Affaire C-104/06

Commission des Communautés européennes

contre

Royaume de Suède

«Manquement d'État — Législation fiscale — Report d'imposition des plus-values résultant de la cession de la résidence d'habitation — Articles 18 CE, 39 CE et 43 CE — Articles 28 et 31 de l'accord instituant l'Espace économique européen»

Arrêt de la Cour (huitième chambre) du 18 janvier 2007 

Sommaire de l'arrêt

Libre circulation des personnes — Travailleurs — Liberté d'établissement — Citoyenneté de l'Union européenne — Législation fiscale

(Art. 18 CE, 39 CE et 43 CE; accord EEE, art. 28 et 31)

Manque aux obligations qui lui incombent en vertu des articles 18 CE, 39 CE et 43 CE ainsi que 28 et 31 de l'accord sur l'Espace économique européen (EEE) un État membre adoptant et maintenant en vigueur des dispositions fiscales qui subordonnent le bénéfice du report d'imposition de la plus-value issue de la cession d'un immeuble résidentiel privé ou d'un droit d'habitation portant sur un immeuble coopératif privé à la condition que la résidence nouvellement acquise se trouve également sur le territoire national.

En effet, le contribuable qui décide de procéder à la vente d'un immeuble à usage d'habitation qu'il possède dans cet État membre en vue de transférer son domicile sur le territoire d'un autre État membre et d'y acquérir un nouvel immeuble affecté à son logement, dans le cadre de l'exercice du droit, pour tout citoyen de l'Union, de circuler et de séjourner librement sur le territoire des États membres, qui trouve une expression spécifique dans les articles 43 CE en ce qui concerne la liberté d'établissement et 39 CE en ce qui concerne la libre circulation des travailleurs, mais également des droits conférés par les articles 28, relatif à la libre circulation des travailleurs, et 31, relatif à la liberté d'établissement, de l'accord EEE, est soumis à un traitement fiscal désavantageux par rapport à celui dont bénéficie une personne qui maintient sa résidence dans l'État membre concerné.

La nécessité de préserver la cohérence d'un régime fiscal ne peut pas justifier cette différence de traitement dans la mesure où, pour qu'un argument fondé sur une telle justification puisse prospérer, il faut que soit établie l'existence d'un lien direct entre l'avantage fiscal concerné et la compensation de cet avantage par un prélèvement fiscal déterminé.

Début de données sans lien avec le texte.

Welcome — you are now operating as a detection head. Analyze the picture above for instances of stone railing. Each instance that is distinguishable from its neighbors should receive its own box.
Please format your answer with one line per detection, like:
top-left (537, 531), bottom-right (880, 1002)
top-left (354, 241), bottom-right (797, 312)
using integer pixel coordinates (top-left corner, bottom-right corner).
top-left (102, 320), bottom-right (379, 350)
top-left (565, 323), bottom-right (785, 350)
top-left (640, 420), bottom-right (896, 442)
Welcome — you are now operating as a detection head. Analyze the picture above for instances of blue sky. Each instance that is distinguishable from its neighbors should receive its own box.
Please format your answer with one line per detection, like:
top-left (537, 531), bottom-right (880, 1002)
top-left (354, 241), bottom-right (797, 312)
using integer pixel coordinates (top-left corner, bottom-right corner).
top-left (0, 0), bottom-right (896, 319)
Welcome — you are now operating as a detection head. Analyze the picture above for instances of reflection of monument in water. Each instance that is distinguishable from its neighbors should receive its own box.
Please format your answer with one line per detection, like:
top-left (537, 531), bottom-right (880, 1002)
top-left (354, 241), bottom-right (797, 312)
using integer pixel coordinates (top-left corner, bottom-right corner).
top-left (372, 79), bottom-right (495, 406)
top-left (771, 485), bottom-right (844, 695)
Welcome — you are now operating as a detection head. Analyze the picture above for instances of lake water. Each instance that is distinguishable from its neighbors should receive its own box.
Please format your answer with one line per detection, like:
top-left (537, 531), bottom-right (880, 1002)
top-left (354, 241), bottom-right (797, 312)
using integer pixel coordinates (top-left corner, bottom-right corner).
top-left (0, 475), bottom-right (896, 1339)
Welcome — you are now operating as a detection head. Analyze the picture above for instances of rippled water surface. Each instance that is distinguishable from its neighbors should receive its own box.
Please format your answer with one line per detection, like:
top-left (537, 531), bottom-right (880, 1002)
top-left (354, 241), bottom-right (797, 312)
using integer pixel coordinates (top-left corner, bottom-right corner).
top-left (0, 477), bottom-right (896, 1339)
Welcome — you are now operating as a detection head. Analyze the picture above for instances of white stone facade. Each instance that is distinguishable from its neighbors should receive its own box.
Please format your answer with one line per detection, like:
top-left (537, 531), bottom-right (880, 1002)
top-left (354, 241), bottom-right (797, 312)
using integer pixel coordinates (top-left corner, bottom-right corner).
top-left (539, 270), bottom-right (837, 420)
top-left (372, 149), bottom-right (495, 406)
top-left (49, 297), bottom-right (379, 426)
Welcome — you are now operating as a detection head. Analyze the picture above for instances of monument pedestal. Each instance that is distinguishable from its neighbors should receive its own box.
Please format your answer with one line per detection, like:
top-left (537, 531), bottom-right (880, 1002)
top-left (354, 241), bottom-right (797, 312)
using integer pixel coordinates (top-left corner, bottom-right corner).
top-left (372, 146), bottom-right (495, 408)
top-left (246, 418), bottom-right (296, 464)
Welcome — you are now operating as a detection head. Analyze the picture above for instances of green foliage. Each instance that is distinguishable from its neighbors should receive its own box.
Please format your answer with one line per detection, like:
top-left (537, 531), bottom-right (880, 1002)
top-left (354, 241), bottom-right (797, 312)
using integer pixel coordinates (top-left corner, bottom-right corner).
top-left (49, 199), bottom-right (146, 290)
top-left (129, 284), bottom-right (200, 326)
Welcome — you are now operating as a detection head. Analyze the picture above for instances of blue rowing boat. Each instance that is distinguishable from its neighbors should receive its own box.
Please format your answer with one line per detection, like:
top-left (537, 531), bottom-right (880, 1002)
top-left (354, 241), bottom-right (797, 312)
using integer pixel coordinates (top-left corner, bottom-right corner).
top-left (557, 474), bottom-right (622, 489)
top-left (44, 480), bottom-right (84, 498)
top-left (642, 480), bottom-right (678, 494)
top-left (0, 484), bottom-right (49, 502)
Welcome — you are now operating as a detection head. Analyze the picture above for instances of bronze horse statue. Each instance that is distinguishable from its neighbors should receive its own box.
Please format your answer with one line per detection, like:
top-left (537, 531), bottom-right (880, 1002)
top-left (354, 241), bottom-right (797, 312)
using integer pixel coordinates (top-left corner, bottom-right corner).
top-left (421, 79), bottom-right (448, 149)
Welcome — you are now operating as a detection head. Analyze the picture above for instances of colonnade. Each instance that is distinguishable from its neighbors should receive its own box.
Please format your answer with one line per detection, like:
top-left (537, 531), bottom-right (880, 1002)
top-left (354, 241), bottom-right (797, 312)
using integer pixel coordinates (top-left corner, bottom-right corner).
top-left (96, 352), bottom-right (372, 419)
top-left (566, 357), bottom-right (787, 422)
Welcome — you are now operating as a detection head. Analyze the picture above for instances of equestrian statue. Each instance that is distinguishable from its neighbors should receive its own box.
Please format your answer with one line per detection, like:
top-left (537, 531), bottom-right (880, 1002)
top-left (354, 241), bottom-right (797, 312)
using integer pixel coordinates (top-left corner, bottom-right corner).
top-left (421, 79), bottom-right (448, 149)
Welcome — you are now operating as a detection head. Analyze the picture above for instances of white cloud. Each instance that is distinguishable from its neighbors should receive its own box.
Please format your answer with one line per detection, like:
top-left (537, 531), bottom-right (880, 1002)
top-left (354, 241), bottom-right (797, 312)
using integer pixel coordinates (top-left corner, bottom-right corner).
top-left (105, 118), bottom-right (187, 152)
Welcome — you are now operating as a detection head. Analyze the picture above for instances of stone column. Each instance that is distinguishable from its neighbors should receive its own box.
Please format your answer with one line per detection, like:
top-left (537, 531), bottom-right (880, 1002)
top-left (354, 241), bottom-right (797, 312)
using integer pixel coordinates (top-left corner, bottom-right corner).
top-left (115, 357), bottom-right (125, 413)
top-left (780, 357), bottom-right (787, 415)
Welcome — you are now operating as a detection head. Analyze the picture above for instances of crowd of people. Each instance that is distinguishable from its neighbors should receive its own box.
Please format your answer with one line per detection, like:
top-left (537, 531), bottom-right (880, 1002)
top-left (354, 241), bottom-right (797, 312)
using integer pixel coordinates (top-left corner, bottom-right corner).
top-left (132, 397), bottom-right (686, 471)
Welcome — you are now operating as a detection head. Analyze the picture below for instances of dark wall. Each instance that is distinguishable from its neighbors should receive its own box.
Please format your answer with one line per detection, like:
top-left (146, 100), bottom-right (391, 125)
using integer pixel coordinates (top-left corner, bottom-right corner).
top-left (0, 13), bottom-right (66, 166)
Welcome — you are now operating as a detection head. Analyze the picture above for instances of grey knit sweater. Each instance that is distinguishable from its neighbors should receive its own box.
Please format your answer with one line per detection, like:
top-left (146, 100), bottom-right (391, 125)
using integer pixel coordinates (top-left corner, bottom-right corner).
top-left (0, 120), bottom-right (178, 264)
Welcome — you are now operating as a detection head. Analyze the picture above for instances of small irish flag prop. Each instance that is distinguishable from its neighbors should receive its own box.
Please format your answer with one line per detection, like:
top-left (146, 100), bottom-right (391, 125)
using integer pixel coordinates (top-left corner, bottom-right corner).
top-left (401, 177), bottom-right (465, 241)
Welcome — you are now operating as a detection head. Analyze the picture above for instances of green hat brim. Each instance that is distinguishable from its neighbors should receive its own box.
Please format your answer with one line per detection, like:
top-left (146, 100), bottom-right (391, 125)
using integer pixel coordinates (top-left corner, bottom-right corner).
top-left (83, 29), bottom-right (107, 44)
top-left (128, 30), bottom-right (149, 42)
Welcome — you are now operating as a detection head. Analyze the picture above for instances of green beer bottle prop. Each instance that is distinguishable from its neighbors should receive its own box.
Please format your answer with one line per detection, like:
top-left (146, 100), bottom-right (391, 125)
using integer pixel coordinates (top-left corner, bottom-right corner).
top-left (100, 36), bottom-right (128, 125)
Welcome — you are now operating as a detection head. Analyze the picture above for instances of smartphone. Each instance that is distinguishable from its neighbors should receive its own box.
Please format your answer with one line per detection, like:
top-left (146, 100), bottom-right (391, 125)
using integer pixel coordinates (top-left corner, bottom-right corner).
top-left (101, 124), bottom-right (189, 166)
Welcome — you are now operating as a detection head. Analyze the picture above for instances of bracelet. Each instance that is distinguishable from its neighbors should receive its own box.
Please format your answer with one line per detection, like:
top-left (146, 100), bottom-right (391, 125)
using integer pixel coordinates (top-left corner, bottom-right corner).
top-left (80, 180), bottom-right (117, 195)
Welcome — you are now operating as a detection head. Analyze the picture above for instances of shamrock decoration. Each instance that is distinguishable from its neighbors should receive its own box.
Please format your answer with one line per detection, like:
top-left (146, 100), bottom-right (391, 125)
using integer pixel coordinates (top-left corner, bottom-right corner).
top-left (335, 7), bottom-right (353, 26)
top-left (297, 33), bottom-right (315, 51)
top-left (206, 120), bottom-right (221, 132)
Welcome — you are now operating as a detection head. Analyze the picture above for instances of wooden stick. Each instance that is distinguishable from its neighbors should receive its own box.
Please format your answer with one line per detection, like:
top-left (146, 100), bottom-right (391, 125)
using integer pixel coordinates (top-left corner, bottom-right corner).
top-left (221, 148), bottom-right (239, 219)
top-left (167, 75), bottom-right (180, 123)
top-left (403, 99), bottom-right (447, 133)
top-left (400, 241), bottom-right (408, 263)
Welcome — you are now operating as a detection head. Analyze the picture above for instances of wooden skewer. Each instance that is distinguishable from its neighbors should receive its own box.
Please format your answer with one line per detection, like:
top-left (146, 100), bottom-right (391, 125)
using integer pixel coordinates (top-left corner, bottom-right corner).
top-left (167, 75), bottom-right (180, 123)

Les dispositions du traité et de l'accord EEE relatives à la libre circulation des personnes s'opposant à une telle réglementation, il n'est pas nécessaire d'examiner séparément ladite réglementation à la lumière des articles 56, paragraphe 1, CE et 40 de l'accord EEE concernant la libre circulation des capitaux.

(cf. points 15, 22, 26, 35, 37 et disp.)




ARRÊT DE LA COUR (huitième chambre)

18 janvier 2007 (*)

«Manquement d’État – Législation fiscale – Report d’imposition des plus-values résultant de la cession de la résidence d’habitation – Articles 18 CE, 39 CE et 43 CE – Articles 28 et 31 de l’accord instituant l’Espace économique européen»

Dans l’affaire C-104/06,

ayant pour objet un recours en manquement au titre de l’article 226 CE, introduit le 22 février 2006,

Commission des Communautés européennes, représentée par Mme L. Ström van Lier et M. R. Lyal, en qualité d’agents, ayant élu domicile à Luxembourg,

partie requérante,

contre

Royaume de Suède, représenté par M. A. Kruse, en qualité d’agent,

partie défenderesse,

LA COUR (huitième chambre),

composée de M. E. Juhász, président de chambre, MM. G. Arestis (rapporteur) et J. Malenovský, juges,

avocat général: M. Y. Bot,

greffier: M. R. Grass,

vu la procédure écrite,

vu la décision prise, l’avocat général entendu, de juger l’affaire sans conclusions,

rend le présent

Arrêt

1       Par sa requête, la Commission des Communautés européennes demande à la Cour de constater que, en ayant adopté et en maintenant en vigueur une législation fiscale en vertu de laquelle le report d’impôt, pour les plus-values réalisées lors de la cession d’une résidence habitée par son propriétaire lorsque celui-ci acquiert une nouvelle résidence, n’est accordé que si la résidence cédée et la résidence nouvellement acquise se trouvent toutes les deux sur le territoire suédois, le Royaume de Suède a manqué aux obligations qui lui incombent en vertu des articles 18 CE, 39 CE, 43 CE et 56, paragraphe 1, CE ainsi que 28, 31 et 40 de l’accord sur l’Espace économique européen, du 2 mai 1992 (JO 1994, L 1, p. 3, ci-après l’«accord EEE»).

 Le cadre juridique

 L’accord EEE

2       L’article 28 de l’accord EEE dispose:

«1.      La libre circulation des travailleurs est assurée entre les États membres de la CE [Communauté européenne] et les États de l’AELE [Association européenne de libre-échange].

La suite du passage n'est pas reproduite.